Hacía unos días me habían salido unas manchas rojas en la frente que parecían volverse loquitas con el polvo del almacén donde trabajaba. Yo intentaba no rascármelas por pura lógica, pero no era tan fácil: la cara debe ser de lo que más nos toqueteamos, por lo menos en público.

Cuando vi que la cosa no mejoraba espontáneamente fui a mi médico de cabecera. Sus conocimientos en el campo dermatológico lograron que las manchas me picaran el triple que antes y que, en añadidura, me escocieran. Mea culpa por creer que la misma persona que me dijo que tal vez mis hipoglucemias tenían algo que ver con un exceso de insulina -pero que mejor se lo preguntara a mi endocrino- iba a solucionarme el problema.

De alguna manera conseguí evadir el eficaz sistema sanitario español evitándome así de tres a cuatro meses de espera, pero como tampoco me lo iban a poner en bandeja tuve que ir a un dermatólogo a tomar por culo. Seguro que era por la línea violeta de Metro: nadie sabe qué hay ahí, ni los españoles ni los inmigrantes que viven en Lavapiés. Misterio absoluto.

Llegué al lugar con un librito de Cortázar bajo el brazo (el metro y las largas distancias crean una raza subterránea autóctona de este medio de transporte: el lector), parecía un área abandonada. Edificios a medio hacer, baldíos con cimientos dejados de la mano de Dios. Caminé por las calles mojadas hasta que finalmente encontré el centro de salud: se parecía más a una casa de barrio de Rio Cuarto que a un consultorio.

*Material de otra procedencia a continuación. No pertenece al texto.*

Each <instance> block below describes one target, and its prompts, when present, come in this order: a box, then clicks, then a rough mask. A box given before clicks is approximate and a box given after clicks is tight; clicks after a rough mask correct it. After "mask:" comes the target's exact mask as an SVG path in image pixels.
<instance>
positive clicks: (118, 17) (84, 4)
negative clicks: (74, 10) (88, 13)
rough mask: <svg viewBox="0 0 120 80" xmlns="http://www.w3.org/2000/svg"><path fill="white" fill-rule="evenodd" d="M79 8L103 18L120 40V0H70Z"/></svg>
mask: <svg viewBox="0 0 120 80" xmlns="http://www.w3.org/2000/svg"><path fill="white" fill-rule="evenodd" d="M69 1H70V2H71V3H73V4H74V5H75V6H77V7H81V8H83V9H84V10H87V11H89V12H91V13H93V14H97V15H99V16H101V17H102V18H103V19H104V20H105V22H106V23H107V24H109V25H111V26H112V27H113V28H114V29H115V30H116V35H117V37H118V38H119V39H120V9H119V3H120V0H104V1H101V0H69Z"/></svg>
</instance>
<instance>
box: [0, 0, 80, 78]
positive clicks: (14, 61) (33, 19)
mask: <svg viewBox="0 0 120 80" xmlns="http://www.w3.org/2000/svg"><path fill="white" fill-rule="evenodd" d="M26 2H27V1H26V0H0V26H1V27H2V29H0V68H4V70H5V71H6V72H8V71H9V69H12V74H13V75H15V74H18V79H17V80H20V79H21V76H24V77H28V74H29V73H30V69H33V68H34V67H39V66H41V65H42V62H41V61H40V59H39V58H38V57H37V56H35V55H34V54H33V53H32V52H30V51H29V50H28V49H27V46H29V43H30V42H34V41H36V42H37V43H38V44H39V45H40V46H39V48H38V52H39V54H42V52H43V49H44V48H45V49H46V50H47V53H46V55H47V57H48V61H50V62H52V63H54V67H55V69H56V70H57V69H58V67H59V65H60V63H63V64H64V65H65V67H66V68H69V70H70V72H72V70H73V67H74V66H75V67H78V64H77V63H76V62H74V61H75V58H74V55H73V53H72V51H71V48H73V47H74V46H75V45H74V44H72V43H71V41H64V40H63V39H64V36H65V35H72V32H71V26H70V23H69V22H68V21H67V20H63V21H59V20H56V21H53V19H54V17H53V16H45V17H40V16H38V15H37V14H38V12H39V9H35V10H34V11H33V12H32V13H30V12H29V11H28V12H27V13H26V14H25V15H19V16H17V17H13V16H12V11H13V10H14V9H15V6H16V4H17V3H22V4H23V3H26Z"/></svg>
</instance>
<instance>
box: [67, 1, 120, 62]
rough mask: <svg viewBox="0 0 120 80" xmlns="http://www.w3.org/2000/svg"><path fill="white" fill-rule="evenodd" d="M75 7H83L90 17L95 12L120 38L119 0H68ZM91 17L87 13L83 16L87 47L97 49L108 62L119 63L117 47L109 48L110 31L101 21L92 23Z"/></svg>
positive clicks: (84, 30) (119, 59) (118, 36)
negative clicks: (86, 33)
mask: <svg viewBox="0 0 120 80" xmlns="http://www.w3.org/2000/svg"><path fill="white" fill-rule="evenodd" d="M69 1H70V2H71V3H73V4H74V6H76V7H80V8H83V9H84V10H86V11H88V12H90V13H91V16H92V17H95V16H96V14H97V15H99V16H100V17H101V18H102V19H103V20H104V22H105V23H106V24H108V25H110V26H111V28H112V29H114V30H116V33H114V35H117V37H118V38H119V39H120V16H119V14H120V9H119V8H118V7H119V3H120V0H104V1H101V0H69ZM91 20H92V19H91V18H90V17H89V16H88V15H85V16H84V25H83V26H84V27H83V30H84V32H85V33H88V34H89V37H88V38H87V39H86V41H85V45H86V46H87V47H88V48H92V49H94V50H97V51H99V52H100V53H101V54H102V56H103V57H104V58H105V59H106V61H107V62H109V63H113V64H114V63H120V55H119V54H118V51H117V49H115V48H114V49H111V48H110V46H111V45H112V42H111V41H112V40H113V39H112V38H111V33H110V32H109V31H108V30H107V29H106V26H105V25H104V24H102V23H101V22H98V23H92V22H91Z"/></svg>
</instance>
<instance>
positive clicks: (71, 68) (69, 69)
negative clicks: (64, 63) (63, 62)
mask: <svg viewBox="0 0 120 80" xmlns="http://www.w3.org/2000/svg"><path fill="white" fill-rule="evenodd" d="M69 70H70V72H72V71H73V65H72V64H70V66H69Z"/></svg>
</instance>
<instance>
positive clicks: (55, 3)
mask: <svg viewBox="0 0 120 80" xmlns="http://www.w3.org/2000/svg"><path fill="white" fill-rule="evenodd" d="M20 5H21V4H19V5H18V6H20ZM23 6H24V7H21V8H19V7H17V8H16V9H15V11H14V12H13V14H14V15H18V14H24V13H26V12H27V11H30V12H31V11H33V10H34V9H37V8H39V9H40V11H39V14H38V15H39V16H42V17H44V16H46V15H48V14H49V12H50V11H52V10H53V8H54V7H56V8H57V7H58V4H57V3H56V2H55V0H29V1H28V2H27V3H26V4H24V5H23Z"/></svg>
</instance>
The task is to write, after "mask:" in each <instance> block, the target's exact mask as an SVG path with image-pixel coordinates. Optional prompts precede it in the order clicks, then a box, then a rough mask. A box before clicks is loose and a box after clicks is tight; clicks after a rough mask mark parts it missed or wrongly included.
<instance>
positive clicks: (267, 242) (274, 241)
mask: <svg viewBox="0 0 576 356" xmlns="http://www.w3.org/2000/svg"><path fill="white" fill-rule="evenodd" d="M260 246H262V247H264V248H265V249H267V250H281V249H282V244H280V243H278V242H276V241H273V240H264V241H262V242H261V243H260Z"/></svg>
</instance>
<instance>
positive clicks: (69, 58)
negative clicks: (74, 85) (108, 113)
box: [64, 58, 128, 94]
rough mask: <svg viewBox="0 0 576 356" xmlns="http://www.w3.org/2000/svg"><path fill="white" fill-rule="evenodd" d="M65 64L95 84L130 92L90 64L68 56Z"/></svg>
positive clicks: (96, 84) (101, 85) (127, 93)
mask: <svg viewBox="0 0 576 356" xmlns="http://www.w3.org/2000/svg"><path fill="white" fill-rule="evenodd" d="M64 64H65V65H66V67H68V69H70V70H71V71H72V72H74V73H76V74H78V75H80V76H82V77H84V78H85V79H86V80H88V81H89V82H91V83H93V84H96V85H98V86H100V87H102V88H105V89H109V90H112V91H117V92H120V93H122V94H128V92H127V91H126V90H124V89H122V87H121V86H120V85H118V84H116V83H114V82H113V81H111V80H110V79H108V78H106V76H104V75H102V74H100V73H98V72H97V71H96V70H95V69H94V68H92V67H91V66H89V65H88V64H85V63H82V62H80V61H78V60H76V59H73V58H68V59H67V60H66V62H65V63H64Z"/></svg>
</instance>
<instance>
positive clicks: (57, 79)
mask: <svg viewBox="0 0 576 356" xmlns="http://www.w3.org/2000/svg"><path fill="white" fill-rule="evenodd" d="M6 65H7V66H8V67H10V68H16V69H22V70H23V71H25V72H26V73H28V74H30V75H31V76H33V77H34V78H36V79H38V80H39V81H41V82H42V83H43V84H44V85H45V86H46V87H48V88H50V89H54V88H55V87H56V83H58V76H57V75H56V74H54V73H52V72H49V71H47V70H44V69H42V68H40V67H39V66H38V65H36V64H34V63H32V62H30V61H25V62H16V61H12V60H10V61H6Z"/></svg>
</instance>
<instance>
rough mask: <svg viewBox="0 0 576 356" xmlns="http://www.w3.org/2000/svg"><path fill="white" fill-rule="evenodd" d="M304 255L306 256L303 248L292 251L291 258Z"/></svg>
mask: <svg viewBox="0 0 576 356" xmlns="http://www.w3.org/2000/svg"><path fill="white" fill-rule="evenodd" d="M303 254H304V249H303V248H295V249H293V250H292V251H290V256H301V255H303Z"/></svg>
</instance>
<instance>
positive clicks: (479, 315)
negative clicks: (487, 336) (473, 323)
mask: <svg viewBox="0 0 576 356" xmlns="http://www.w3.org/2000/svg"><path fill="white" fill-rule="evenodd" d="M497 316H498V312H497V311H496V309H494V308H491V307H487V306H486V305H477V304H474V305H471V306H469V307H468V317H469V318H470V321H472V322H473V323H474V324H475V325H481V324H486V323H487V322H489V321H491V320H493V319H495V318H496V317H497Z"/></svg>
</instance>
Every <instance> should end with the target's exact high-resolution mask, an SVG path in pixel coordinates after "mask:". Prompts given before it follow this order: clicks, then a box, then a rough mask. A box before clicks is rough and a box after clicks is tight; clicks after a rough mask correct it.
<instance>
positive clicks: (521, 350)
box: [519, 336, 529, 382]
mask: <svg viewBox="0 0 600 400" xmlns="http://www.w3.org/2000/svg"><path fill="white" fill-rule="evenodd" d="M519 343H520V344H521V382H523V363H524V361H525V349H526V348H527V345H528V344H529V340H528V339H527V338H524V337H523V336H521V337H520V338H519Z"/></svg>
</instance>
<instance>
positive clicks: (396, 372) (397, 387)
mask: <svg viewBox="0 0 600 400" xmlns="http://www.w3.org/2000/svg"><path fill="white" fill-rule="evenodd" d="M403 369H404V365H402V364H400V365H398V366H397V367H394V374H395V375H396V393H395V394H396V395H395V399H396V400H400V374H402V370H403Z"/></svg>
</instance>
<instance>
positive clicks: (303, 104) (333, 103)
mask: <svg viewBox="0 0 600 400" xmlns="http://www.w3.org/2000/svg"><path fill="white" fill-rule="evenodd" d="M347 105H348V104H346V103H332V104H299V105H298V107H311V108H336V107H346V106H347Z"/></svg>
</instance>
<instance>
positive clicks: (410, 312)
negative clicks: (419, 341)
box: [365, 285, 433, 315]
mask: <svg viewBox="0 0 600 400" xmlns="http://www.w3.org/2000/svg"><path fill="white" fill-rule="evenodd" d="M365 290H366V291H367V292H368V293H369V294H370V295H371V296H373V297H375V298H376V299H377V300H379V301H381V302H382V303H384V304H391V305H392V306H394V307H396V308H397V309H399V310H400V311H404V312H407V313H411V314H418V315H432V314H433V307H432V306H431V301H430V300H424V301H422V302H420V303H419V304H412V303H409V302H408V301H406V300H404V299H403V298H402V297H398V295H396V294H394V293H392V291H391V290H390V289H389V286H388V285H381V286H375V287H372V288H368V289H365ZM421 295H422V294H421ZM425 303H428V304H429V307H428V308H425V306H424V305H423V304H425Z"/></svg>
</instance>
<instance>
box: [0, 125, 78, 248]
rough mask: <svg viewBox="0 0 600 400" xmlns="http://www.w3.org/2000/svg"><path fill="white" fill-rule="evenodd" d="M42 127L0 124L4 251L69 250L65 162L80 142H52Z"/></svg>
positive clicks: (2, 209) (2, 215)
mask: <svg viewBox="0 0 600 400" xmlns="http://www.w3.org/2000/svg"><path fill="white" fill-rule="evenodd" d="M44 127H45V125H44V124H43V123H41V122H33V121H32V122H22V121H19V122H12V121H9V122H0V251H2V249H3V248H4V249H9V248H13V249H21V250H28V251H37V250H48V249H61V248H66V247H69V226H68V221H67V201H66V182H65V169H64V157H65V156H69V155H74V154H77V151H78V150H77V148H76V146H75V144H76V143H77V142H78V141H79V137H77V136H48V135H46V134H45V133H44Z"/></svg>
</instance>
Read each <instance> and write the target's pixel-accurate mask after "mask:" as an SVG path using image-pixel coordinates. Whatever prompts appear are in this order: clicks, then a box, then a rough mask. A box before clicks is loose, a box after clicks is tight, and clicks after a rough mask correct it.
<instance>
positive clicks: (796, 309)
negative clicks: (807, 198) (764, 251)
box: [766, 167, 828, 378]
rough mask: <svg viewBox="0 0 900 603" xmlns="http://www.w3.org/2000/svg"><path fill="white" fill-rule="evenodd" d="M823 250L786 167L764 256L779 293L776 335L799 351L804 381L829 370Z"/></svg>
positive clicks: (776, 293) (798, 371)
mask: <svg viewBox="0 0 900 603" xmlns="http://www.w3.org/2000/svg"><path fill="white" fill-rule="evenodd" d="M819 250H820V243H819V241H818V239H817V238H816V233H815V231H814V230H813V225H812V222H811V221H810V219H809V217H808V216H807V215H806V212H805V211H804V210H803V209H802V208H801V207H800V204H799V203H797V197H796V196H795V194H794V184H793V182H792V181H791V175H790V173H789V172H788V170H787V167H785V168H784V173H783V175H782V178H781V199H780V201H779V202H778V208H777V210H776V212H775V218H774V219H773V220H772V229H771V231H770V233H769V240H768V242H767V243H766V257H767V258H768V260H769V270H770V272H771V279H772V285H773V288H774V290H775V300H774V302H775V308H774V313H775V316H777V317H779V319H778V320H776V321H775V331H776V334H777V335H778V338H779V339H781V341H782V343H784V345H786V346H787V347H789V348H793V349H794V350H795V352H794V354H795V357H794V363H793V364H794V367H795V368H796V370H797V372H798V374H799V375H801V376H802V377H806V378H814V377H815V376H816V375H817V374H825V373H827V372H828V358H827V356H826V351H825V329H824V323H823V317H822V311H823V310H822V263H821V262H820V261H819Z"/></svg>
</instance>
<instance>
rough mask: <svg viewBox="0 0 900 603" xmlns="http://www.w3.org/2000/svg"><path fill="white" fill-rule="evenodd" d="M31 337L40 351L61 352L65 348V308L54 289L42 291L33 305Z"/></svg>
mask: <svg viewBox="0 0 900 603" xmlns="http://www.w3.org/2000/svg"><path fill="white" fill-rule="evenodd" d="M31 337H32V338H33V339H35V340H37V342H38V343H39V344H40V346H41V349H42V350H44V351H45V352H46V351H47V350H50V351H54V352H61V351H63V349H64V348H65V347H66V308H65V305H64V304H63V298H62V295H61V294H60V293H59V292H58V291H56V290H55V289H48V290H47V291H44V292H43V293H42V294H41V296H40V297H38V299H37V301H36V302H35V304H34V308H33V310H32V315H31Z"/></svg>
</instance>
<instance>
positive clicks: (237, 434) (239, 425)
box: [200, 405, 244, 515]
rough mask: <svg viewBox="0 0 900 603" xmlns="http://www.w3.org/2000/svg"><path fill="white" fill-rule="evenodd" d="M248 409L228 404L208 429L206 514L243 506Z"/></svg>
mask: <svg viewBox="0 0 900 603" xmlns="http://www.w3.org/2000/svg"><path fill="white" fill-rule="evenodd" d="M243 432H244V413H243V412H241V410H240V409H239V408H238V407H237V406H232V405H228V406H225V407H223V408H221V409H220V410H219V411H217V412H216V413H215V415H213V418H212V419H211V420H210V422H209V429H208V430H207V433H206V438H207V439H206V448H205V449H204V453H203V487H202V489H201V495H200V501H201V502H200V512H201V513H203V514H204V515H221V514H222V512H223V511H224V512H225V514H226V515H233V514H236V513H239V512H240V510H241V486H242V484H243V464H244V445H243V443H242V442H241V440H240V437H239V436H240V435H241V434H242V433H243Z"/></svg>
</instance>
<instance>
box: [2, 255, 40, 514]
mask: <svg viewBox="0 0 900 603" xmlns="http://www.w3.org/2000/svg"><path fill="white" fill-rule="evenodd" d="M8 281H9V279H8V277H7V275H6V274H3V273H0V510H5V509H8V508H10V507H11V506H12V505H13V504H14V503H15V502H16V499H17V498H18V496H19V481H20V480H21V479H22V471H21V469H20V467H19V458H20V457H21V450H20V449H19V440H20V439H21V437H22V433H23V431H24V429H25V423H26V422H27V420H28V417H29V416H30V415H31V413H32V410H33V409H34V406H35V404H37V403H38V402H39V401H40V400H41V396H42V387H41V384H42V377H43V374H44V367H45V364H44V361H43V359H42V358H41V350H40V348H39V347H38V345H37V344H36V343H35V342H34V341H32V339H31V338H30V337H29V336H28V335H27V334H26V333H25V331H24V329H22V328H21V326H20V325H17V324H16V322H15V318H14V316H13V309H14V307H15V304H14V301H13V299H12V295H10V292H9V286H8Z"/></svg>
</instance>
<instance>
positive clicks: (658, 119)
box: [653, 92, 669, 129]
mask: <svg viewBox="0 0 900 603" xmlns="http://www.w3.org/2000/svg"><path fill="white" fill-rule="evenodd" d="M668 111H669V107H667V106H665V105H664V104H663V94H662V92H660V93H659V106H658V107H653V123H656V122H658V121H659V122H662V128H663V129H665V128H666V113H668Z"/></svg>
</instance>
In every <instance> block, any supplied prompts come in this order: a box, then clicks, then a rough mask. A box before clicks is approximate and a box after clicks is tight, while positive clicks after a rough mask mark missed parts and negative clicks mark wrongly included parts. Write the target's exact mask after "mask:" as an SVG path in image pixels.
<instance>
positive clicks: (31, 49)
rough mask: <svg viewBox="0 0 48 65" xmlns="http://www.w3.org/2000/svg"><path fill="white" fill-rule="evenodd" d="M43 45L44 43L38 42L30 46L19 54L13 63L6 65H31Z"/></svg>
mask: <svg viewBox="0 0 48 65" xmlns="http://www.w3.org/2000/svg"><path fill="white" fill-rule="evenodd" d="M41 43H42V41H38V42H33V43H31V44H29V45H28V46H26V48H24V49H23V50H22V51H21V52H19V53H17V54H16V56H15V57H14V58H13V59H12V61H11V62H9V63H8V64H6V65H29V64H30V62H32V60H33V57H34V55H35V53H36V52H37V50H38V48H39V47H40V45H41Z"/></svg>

Mientras esperaba leí De la simetría interplanetaria y algún otro cuento más de La otra orilla. Eso enrareció más el ambiente de casadebarrioriocuartense, ya que el Córtazar que yo conocía, el de Rayuela o Bestiario por ejemplo, poco tenía que ver con el que estaba leyendo en ese momento. Eran textos -algunos más que otros- que todavía no tenían esa esencia tan reconocible a los ojos de los que nos hemos chupado casi toda su bibliografía. Cuentos extraños en un lugar extraño. Él hubiera estado encantado.

Cuando por fin entré a la consulta casi no me dio tiempo a sentarme: apenas verme, la dermatóloga dio un respingo en la silla y salió farfullando de la habitación. Me quedé un momento a solas con una practicante que me miraba con el mismo asombro con que yo contemplaba la situación, cuando la especialista volvió a entrar en la habitación armada de una cámara digital y, sin tomarlo ni beberlo, empezó a sacarme fotos. Mientras tanto no paraba de hablar y contarle cosas a la practicante que ahora me miraba con interés científico. No recuerdo mucho más allá de la sesión fotográfica, y con suerte llegué a enterarme de que lo que tenía eran verrugas (verrugas??) y que debía aplicarme una pomadita que a los pocos días me devolvió una cara incluso mejorada.

Ahora, siempre que vuelvo a esta anécdota, además de preguntarme adónde cuernos habrán ido a parar esas fotos, pienso en lo mismo: Irene realmente creía que yo era un bicho raro por no intentar tapar esas manchas con maquillaje. Mientras que para mí lo de otro planeta era que alguien disfrutase viendo Gran Hermano y leyendo Crepúsculo.